CARACAS (Reuters) - Venezuela and China have signed a deal for a $5 billion loan designed to increase the OPEC country's oil production, Venezuelan President Nicolas Maduro said.
Maduro, speaking from China in a show broadcast on Venezuelan state television on Tuesday night, said the loan was destined "to increase oil production in a gradual way in coming months," without providing further details.
A source at Venezuelan state-run oil company PDVSA told Reuters in March that China was set to extend a "special" $5 billion loan that would likely stipulate hiring Chinese companies to boost output in the company's mature oil fields.

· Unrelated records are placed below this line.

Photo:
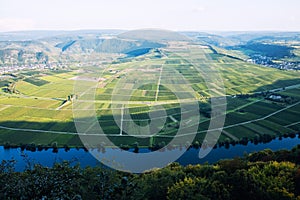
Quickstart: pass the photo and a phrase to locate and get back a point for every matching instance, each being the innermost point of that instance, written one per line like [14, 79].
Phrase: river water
[48, 158]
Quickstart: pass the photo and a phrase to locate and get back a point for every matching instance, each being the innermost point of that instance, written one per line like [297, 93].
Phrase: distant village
[268, 62]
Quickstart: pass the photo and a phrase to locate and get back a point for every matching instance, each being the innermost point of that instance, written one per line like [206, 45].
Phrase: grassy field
[39, 113]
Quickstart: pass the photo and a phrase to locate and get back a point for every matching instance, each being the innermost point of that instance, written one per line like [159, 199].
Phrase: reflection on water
[48, 158]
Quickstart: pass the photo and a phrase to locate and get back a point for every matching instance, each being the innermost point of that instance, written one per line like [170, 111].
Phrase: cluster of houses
[267, 61]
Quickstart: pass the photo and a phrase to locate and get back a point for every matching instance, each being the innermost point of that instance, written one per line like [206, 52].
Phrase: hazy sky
[134, 14]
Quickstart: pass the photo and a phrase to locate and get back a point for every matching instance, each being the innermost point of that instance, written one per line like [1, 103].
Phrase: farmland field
[133, 94]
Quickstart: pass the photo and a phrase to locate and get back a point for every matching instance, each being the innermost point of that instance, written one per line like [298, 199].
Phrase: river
[48, 158]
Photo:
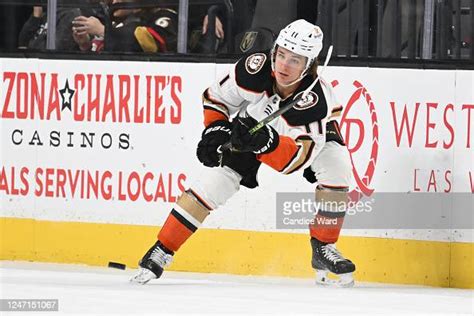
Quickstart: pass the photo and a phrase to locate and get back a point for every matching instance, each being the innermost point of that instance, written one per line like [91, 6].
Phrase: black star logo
[66, 96]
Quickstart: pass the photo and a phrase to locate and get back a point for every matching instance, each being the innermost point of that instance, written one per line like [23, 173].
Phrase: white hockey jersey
[249, 87]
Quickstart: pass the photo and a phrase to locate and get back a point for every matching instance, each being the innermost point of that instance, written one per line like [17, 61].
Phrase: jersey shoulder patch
[254, 73]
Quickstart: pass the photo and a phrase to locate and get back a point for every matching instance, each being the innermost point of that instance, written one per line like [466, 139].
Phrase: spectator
[33, 32]
[143, 30]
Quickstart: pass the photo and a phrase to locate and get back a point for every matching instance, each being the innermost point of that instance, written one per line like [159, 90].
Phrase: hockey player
[308, 138]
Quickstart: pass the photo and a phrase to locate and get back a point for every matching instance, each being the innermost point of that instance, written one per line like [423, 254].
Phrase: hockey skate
[152, 264]
[327, 259]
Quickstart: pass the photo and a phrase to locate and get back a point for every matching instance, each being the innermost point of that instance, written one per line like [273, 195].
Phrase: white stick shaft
[326, 62]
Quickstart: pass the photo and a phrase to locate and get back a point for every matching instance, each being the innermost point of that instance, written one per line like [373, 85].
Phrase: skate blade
[343, 280]
[143, 276]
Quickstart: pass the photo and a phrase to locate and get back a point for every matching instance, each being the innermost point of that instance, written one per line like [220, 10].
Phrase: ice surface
[88, 290]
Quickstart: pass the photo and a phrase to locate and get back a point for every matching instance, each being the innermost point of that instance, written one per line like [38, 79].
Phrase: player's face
[288, 66]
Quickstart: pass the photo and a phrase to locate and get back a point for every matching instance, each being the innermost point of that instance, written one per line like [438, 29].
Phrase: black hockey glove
[212, 137]
[309, 175]
[264, 141]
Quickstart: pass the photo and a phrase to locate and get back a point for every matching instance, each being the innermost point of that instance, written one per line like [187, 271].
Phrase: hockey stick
[284, 109]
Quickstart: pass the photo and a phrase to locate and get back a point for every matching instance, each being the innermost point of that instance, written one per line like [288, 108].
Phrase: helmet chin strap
[303, 74]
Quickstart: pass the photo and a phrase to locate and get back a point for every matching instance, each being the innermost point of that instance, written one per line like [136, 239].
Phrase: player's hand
[213, 136]
[264, 141]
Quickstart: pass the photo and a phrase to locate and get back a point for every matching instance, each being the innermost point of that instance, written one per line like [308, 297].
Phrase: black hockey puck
[117, 265]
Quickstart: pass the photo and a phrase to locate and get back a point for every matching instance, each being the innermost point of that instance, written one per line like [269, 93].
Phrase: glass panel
[415, 29]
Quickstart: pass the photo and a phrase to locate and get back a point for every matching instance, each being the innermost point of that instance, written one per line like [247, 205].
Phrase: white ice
[88, 290]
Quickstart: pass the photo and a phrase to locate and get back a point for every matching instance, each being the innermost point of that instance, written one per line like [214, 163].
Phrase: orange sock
[175, 231]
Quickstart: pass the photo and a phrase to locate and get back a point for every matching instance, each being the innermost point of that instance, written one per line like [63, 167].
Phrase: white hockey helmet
[302, 38]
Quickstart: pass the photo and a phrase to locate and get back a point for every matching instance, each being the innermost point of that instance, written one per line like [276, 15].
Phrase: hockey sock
[184, 219]
[332, 204]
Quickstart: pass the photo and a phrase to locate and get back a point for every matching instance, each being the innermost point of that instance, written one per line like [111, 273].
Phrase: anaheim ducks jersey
[249, 87]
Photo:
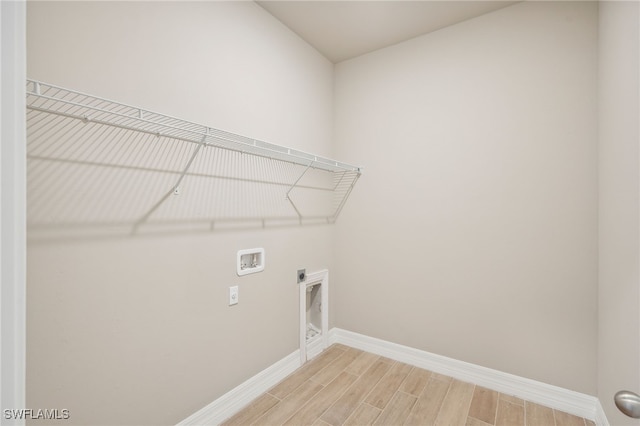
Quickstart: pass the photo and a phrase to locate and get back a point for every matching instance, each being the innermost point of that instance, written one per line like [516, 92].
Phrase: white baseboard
[237, 398]
[576, 403]
[565, 400]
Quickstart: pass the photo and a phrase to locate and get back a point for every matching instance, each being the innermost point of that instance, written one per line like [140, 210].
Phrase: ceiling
[345, 29]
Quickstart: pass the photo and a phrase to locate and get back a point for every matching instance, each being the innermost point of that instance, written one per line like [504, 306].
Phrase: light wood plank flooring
[346, 386]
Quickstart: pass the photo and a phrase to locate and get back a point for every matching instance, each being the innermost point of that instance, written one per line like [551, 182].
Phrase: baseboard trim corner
[566, 400]
[237, 398]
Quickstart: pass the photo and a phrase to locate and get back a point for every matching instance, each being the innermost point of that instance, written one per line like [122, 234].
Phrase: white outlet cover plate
[233, 295]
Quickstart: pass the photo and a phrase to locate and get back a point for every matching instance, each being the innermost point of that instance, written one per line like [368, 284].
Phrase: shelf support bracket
[175, 190]
[293, 186]
[344, 200]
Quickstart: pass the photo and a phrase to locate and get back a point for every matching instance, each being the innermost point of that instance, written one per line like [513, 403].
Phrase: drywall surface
[136, 329]
[473, 233]
[619, 213]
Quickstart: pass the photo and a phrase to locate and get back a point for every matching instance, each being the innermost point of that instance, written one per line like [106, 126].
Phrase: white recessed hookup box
[250, 261]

Venezuela has borrowed $50 billion from China through an oil-for-loans agreement created by late socialist leader Hugo Chavez in 2007, which has helped Chinese companies expand into Venezuelan markets amid chronic shortages of consumer goods there.
That financing has been especially crucial for Caracas since last year's oil market rout, which aggravated the country's severe economic crisis.
Eulogio del Pino, the oil minister and president of PDVSA, and Finance Minister Rodolfo Marco Torres were among key Venezuelan figures present at the president's "In Contact with Maduro" show, which broadcast this week from Beijing.
Speaking in front of a huge portrait of Chavez, Maduro also said that Venezuela currently sends around 700,000 barrels-per-day of oil to the Asian giant.
During the show, which usually lasts for hours and often includes live music and folkloric dance, Maduro lauded traditional Chinese medicine and art.